E a procissão em júbilo, repete a cantilena:
– A nós descei, Divinaaaa Luz, a nós descei, Divinaaa Luz, e em nossas almas ascendei, o amor, o amor de Jesus.
Até que, na última curva da pracinha, em frente à barbearia do Berico, a procissão começa a contornar à esquerda, para subir a inclinadíssima rua Felippe David.
Na virada da curva, somente o padre Antônio Maria, de cima do andor, pôde ver a jardineira do meu pai, Leocádio Marin, lá do alto da capela, descendo ladeira abaixo, em altíssima velocidade, desembestada e sem freio, em sentido contrário à procissão.
Prevendo uma grande tragédia, padre Olívio desesperado, grita no megafone:
– A jardineira, gente!

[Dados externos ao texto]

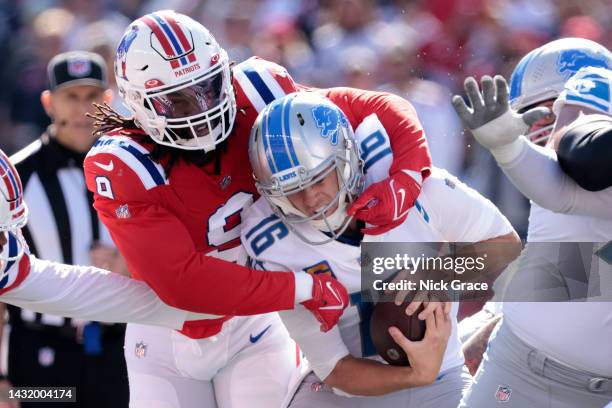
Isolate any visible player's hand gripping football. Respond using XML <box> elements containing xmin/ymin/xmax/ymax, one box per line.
<box><xmin>389</xmin><ymin>309</ymin><xmax>452</xmax><ymax>385</ymax></box>
<box><xmin>452</xmin><ymin>75</ymin><xmax>550</xmax><ymax>163</ymax></box>
<box><xmin>386</xmin><ymin>270</ymin><xmax>452</xmax><ymax>320</ymax></box>
<box><xmin>347</xmin><ymin>171</ymin><xmax>421</xmax><ymax>235</ymax></box>
<box><xmin>302</xmin><ymin>273</ymin><xmax>349</xmax><ymax>332</ymax></box>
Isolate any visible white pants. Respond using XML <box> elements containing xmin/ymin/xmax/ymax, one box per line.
<box><xmin>125</xmin><ymin>313</ymin><xmax>299</xmax><ymax>408</ymax></box>
<box><xmin>289</xmin><ymin>366</ymin><xmax>468</xmax><ymax>408</ymax></box>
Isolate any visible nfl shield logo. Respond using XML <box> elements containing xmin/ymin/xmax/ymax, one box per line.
<box><xmin>495</xmin><ymin>385</ymin><xmax>512</xmax><ymax>402</ymax></box>
<box><xmin>134</xmin><ymin>341</ymin><xmax>147</xmax><ymax>358</ymax></box>
<box><xmin>115</xmin><ymin>204</ymin><xmax>132</xmax><ymax>218</ymax></box>
<box><xmin>68</xmin><ymin>58</ymin><xmax>91</xmax><ymax>78</ymax></box>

Pelo amor de Deus, a jardineira, gente!
E a procissão toda, sem saber o que se passava, em tom uníssono, emendou a marchinha:
– O jardineira por que estas tão triste. Mas o que foi que te aconteceu?...
E a Festa da Imaculada Conceição na “princesinha das montanhas capixabas” acabou, para desespero do padre Antônio Maria, em mais um animadíssimo Carnaval.